Pressione fiscale: le 24 tasse che affossano le PMI


Tasse, le PMI rischiano di non sopravvivere alla pressione fiscale di fine anno e dal 2014 la situazione peggiorerà: l'analisi della Cgia Mestre.


La pressione fiscale continua ad affliggere le imprese italiane: in due mesi 24 tasse, ovvero una ogni due giorni tra novembre e dicembre, per un gettito atteso di 76 miliardi di euro. A farne maggiormente le spese sono le piccole e medie imprese e dal 2014 le cose peggioreranno ulteriormente, per effetto dell’aumento IVA e delle misure fiscali introdotte dalla Legge di Stabilità. Le imprese, per il segretario della Cgia Giuseppe Bortolussi, sono «sfiancate dalla crisi e sempre più a corto di liquidità, c’è il pericolo che molte piccole e micro imprese non riescano a superare questo vero e proprio stress test fiscale».

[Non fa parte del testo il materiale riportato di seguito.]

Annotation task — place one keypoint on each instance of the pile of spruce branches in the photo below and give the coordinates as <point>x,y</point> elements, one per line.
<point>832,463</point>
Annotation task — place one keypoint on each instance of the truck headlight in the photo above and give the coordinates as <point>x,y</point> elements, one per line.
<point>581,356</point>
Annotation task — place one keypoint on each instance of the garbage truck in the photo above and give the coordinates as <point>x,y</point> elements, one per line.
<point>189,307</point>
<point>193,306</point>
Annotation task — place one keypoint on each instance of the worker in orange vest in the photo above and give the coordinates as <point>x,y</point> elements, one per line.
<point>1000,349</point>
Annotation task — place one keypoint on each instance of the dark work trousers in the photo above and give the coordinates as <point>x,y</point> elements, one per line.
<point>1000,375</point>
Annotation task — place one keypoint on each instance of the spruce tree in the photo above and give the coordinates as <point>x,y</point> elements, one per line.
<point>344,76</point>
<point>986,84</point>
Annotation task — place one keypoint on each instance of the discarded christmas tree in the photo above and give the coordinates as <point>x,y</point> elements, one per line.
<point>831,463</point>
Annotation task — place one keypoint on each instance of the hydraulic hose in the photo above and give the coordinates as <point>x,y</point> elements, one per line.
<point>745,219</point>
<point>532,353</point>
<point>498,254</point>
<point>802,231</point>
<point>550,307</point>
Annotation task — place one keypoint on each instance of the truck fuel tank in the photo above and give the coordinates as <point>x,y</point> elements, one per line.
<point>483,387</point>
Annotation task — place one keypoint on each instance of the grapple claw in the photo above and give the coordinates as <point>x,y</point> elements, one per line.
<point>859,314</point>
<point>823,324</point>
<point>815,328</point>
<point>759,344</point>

L’acconto IRES, l’imposta sul reddito delle società di capitali, costerà alle imprese 16,9 miliardi di euro; l’IRAP, l’imposta regionale sulle attività produttive, 11,6 miliardi di euro; la seconda rata IMU 4,4 miliardi di euro; gli acconti IRPEF 4,8 miliardi di euro. A fine anno ci sarà poi la nuova TARES, il tributo ambientale di cui i Comuni devono ancora definire il numero di rateazioni. Nel 2014 poi le tasse aumenteranno ancora, in particolare per i pensionati i quali subiranno un aggravio fiscale tra i 74 e i 144 euro, secondo le ultime stime della Cgia Mestre, per le famiglie con redditi medio alti il maggior prelievo si aggirerà tra i 70 e i 357 euro, mentre per quelle con redditi bassi si potrà raggiungere la soglia dei141 euro. A parlare della necessità di ridurre il peso fiscale sulle imprese anche il Commissario UE José Manuel Barroso: «la crisi economica ha evidenziato la necessità di liberare le imprese dagli ostacoli superflui per stimolare la crescita e l’occupazione. Entro la fine del 2014 la Commissione avrà effettuato quasi 50 valutazioni degli oneri normativi esistenti in vari settori, concentrandosi su ambiente, occupazione e industria. Le leggi inutili indeboliscono le leggi necessarie».